I think we should generally avoid too broad conclusions in the differences here; it seems the level of integration between the European legacy from classical music and the American innovations is now very solid as a result of so much traffic going on in the last decades. From my experience though, there is a certain degree of a sense of obligation in the American jazz discourse and educational systems – the individual musician is obligated to pay homage to a great deal stylistic innovations that came prior before even being entitled to calling herself a jazz musician, whereas for instance on the Danish jazz scene I find we tend to act from a notion of jazz as being merely a conceptual entity.
In other words, the notion of jazz as being ‘an improvised contemporary music form characterized by high levels of instrumental proficiency and a inclination towards innovation’ is all ‘we’ need to get going here, whereas you might argue that there is a predominant notion in American jazz of having to do your homework before you aspire to innovate.

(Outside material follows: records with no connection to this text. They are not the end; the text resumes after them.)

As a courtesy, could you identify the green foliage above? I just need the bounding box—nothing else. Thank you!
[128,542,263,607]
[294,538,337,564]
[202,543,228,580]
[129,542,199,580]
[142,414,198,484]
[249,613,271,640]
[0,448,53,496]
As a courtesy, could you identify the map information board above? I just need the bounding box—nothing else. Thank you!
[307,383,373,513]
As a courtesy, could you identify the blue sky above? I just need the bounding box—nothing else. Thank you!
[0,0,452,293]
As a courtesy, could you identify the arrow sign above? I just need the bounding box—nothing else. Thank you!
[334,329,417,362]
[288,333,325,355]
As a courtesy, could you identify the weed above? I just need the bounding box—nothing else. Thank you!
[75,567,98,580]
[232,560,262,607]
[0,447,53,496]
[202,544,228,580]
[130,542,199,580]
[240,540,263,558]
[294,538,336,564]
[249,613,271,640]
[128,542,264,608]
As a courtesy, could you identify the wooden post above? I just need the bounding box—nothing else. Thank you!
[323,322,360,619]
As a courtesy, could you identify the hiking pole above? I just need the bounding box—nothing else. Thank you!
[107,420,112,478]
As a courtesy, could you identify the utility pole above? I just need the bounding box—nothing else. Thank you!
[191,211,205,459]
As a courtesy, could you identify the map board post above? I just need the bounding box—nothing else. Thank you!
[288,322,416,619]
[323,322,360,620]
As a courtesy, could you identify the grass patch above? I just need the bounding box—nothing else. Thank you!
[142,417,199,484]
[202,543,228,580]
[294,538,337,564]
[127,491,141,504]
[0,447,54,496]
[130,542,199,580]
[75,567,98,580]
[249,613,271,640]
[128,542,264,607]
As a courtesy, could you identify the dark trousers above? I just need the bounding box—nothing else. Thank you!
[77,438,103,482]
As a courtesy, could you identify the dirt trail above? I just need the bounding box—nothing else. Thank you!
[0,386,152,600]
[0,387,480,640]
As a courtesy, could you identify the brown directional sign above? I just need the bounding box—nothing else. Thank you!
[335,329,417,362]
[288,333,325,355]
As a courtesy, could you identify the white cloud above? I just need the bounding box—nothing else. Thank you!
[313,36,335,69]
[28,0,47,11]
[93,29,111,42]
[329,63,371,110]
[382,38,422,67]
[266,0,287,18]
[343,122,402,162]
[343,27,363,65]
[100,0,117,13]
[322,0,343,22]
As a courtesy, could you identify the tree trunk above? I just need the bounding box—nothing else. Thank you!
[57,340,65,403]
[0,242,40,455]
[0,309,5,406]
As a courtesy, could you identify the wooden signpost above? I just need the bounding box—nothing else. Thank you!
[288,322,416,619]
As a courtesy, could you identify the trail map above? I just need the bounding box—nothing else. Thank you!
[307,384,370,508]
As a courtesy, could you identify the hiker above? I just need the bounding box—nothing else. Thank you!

“Apologize me for this question: is it hard to be a jazz player in Denmark? I would ask it, because most italian jazz players says that in Italy is very hard to play jazz…”
Tricky one…Well, I do actually think that we have much to be grateful and Scandinavia in terms of support for the arts. Obviously, the job is tough and the level of competition seems to be increasing, but it is definitely doable to have a life in and with jazz in Denmark, but of course, it’s a life of continuously working hard to improve and to carve out a distinct voice for yourself all the while trying to not get too concerned with workings of the music business, while still somehow taking it very seriously.

“What are your future plans?”

I am currently preparing my next album, which will be a study into fluid non-metric rhythmic realities. Also, it will explore ways of using hypercomplex content while still creative settings that are inducive to a sense of free improvising for the players. It’s based on very tiny fragments of Messians Catalogue d’Oiseaux which had me completely stunned when I encountered them a few months back. Trumpet, flügelhorn, drums and prepared piano, with highly exciting people, fronted by polish trumpeter on the rise, Tomasz Dabrowski.
Also, I have some very exciting sideman appearances coming up, I join a Danish group and Ralph Alessi in June and have a Polish tour with guitarist Gilad Hekselman and a Polish group in the Fall. Also in the works is the follow-up album to The Lark, new songs are appearing every once in a while.